2008-10-07 13:14:08

by Theodore Ts'o

[permalink] [raw]
Subject: jbd/jbd2 performance improvements


As I mentioned on the ext4 call yesterday, there was an interesting
thread on LKML that wasn't cc'ed onto the linux-ext4 mailing list. So
in case folks missed it, it might be worth taking a look at this mail
thread:

[PATCH] Give kjournald a IOPRIO_CLASS_RT io priority

http://lkml.org/lkml/2008/10/1/405

The main issue that got discussed was the age-old "entaglement" problem.
The jbd/jbd2 layer is supposed to avoid this by not blocking the
"current" transaction why the blocks from the previous "committing"
transaction are still being written out to disk. Apparently this was
broken sometime in the 2.5 time-frame:

http://lkml.org/lkml/2008/10/2/41
http://lkml.org/lkml/2008/10/2/322

Later in the thread, a major contention point in do_get_write_access()
was identified as the problem:

http://lkml.org/lkml/2008/10/3/7

... and then andrew produced the following "hacky" fix:

http://lkml.org/lkml/2008/10/3/22

If someone has time to runs some benchmarks to see how this improves
things, especially on a workload that has plenty of "engtanglements",
that would be great. (I bet Ric's fs_mark run should do a good job;
fsyncs to creates lots of commits and the need to modify blocks that had
been modified in the previous tansactions.)
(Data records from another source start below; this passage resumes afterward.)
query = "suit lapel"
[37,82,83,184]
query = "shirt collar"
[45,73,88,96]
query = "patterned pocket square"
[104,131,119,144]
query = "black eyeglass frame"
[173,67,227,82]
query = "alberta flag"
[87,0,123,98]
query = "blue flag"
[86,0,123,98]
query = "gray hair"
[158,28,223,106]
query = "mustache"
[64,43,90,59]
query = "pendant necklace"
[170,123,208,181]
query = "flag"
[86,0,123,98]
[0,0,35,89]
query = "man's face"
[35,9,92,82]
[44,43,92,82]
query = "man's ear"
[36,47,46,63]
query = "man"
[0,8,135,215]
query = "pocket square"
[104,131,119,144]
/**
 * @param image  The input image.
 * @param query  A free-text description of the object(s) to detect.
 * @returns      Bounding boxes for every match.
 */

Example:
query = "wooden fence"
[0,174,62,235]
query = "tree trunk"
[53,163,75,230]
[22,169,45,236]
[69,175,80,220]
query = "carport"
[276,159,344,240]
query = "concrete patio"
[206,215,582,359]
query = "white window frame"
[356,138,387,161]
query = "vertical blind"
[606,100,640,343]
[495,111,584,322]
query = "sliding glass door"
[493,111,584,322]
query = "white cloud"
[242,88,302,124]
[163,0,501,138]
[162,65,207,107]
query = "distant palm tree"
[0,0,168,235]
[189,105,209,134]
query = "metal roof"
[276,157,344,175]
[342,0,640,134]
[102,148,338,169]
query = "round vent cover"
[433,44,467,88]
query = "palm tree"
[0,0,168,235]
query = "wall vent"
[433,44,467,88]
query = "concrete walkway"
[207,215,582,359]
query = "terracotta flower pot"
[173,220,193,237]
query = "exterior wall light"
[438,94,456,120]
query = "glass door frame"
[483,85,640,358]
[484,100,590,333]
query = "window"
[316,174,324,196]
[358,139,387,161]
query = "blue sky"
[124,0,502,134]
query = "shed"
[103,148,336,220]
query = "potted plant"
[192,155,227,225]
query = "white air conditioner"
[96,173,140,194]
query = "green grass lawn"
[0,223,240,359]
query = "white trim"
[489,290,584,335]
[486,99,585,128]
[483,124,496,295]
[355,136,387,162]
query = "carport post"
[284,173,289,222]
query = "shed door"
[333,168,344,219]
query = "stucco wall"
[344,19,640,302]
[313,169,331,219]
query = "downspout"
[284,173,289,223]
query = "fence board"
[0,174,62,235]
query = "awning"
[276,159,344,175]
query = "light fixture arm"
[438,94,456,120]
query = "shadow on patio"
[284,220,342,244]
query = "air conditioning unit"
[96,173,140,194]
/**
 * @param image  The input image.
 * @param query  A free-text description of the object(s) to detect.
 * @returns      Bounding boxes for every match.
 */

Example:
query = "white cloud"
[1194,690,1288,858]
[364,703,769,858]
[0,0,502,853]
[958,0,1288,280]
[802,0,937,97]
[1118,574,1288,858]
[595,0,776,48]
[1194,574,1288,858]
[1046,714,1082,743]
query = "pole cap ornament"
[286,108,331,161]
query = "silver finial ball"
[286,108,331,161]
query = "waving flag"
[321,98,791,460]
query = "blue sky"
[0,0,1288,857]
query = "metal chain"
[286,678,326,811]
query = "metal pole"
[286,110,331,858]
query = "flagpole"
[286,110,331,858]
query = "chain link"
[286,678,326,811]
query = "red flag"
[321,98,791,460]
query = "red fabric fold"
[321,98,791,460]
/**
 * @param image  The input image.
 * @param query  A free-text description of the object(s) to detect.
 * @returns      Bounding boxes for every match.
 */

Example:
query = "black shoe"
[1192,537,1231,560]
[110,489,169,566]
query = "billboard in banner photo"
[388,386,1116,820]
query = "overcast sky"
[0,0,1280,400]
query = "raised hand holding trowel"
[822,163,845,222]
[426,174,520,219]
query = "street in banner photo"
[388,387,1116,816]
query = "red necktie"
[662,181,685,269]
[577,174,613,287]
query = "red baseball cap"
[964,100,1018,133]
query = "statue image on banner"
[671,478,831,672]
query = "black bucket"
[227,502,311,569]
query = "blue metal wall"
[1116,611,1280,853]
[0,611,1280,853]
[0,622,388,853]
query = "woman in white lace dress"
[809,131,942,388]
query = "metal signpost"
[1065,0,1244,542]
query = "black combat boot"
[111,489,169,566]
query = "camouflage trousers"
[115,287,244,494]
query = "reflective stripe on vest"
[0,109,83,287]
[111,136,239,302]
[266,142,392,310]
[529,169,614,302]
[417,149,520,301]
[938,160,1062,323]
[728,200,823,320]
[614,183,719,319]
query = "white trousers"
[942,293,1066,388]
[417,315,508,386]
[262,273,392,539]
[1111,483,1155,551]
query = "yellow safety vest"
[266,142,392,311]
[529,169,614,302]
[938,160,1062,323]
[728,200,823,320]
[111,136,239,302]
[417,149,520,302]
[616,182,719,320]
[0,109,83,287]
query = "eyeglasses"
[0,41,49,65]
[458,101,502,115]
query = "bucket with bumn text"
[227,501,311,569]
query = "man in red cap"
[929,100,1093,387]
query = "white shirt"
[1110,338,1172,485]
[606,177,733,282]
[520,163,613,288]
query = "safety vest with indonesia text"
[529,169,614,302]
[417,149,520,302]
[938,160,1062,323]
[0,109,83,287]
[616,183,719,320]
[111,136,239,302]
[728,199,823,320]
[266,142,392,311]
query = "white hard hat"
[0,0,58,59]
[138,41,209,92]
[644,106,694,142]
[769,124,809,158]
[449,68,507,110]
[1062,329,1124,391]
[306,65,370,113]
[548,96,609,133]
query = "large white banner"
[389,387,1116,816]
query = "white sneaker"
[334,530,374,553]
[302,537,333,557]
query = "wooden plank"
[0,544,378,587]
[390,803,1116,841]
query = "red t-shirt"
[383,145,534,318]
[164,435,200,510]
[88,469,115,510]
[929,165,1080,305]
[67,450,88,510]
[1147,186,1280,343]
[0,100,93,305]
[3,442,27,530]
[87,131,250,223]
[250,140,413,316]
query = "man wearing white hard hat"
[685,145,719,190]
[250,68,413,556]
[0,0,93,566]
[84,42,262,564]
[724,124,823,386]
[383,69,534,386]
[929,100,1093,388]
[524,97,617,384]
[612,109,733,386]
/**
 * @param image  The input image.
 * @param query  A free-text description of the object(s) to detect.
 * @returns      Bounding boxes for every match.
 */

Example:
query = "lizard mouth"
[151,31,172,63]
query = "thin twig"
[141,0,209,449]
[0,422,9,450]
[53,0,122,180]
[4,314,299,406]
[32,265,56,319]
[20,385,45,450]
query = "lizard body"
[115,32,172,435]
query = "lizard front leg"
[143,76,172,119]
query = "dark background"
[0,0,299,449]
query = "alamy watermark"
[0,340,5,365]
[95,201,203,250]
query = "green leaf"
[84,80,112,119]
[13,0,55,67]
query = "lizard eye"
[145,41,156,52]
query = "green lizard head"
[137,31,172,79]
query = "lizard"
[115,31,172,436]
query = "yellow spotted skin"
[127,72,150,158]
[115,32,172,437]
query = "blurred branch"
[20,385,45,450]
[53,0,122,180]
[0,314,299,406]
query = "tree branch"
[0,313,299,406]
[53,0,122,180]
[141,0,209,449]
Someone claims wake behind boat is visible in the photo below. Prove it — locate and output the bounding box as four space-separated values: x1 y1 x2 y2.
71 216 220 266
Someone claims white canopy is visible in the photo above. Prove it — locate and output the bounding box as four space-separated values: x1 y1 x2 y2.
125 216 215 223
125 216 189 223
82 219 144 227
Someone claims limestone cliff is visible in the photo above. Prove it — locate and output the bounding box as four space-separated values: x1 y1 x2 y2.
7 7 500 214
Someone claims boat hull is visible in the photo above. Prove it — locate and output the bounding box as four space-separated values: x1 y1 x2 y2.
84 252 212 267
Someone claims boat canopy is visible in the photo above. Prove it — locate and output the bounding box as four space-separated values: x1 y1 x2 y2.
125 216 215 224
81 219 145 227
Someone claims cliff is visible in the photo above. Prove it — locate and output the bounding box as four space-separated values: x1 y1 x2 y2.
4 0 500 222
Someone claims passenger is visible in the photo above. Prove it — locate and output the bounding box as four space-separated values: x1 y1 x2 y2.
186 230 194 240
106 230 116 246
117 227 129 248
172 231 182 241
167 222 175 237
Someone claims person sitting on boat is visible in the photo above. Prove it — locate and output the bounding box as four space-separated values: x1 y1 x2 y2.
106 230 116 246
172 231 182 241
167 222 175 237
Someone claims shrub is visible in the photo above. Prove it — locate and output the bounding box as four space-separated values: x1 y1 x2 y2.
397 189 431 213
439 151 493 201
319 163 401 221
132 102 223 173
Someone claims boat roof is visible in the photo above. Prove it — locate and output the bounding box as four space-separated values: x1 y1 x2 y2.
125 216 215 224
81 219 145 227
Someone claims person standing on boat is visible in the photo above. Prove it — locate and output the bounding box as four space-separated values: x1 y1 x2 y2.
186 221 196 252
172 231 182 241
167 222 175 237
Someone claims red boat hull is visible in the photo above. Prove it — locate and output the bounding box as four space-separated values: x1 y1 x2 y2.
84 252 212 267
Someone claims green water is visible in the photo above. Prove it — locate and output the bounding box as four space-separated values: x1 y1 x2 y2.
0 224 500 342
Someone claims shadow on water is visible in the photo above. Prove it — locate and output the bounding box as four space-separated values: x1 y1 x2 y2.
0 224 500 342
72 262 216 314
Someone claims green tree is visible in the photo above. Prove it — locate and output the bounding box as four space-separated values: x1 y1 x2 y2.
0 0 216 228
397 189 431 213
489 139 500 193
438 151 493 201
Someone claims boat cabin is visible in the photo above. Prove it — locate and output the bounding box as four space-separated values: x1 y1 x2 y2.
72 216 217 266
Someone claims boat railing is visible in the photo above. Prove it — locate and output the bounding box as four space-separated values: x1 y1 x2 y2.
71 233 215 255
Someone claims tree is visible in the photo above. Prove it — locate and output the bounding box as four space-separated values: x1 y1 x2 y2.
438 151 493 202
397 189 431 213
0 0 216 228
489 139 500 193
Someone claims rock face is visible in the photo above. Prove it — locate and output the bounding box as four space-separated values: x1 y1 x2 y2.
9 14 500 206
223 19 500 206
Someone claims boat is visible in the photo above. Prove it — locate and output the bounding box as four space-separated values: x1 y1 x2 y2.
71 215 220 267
If we can get some quick testing done, and it shows really good results,
this could be something that could try fast-tracking into the 2.6.28
merge window.

- Ted



2008-10-15 17:29:57

by Ric Wheeler

[permalink] [raw]
Subject: Re: jbd/jbd2 performance improvements

Theodore Ts'o wrote:
> As I mentioned on the ext4 call yesterday, there was an interesting
> thread on LKML that wasn't cc'ed onto the linux-ext4 mailing list. So
> in case folks missed it, it might be worth taking a look at this mail
> thread:
>
> [PATCH] Give kjournald a IOPRIO_CLASS_RT io priority
>
> http://lkml.org/lkml/2008/10/1/405
>
> The main issue that got discussed was the age-old "entaglement" problem.
> The jbd/jbd2 layer is supposed to avoid this by not blocking the
> "current" transaction why the blocks from the previous "committing"
> transaction are still being written out to disk. Apparently this was
> broken sometime in the 2.5 time-frame:
>
> http://lkml.org/lkml/2008/10/2/41
> http://lkml.org/lkml/2008/10/2/322
>
> Later in the thread, a major contention point in do_get_write_access()
> was identified as the problem:
>
> http://lkml.org/lkml/2008/10/3/7
>
> ... and then andrew produced the following "hacky" fix:
>
> http://lkml.org/lkml/2008/10/3/22
>
> If someone has time to runs some benchmarks to see how this improves
> things, especially on a workload that has plenty of "engtanglements",
> that would be great. (I bet Ric's fs_mark run should do a good job;
> fsyncs to creates lots of commits and the need to modify blocks that had
> been modified in the previous tansactions.)
>
> If we can get some quick testing done, and it shows really good results,
> this could be something that could try fast-tracking into the 2.6.28
> merge window.
>
> - Ted
>

We are going to try and poke at this - do you suspect a single or
multi-threaded test would work best?

Ric


2008-10-16 06:07:50

by Solofo.Ramangalahy

[permalink] [raw]
Subject: Re: jbd/jbd2 performance improvements

Hi Ric,

>>>>> On Wed, 15 Oct 2008 13:29:55 -0400, Ric Wheeler <[email protected]> said:
Ric> We are going to try and poke at this - do you suspect a single or
Ric> multi-threaded test would work best?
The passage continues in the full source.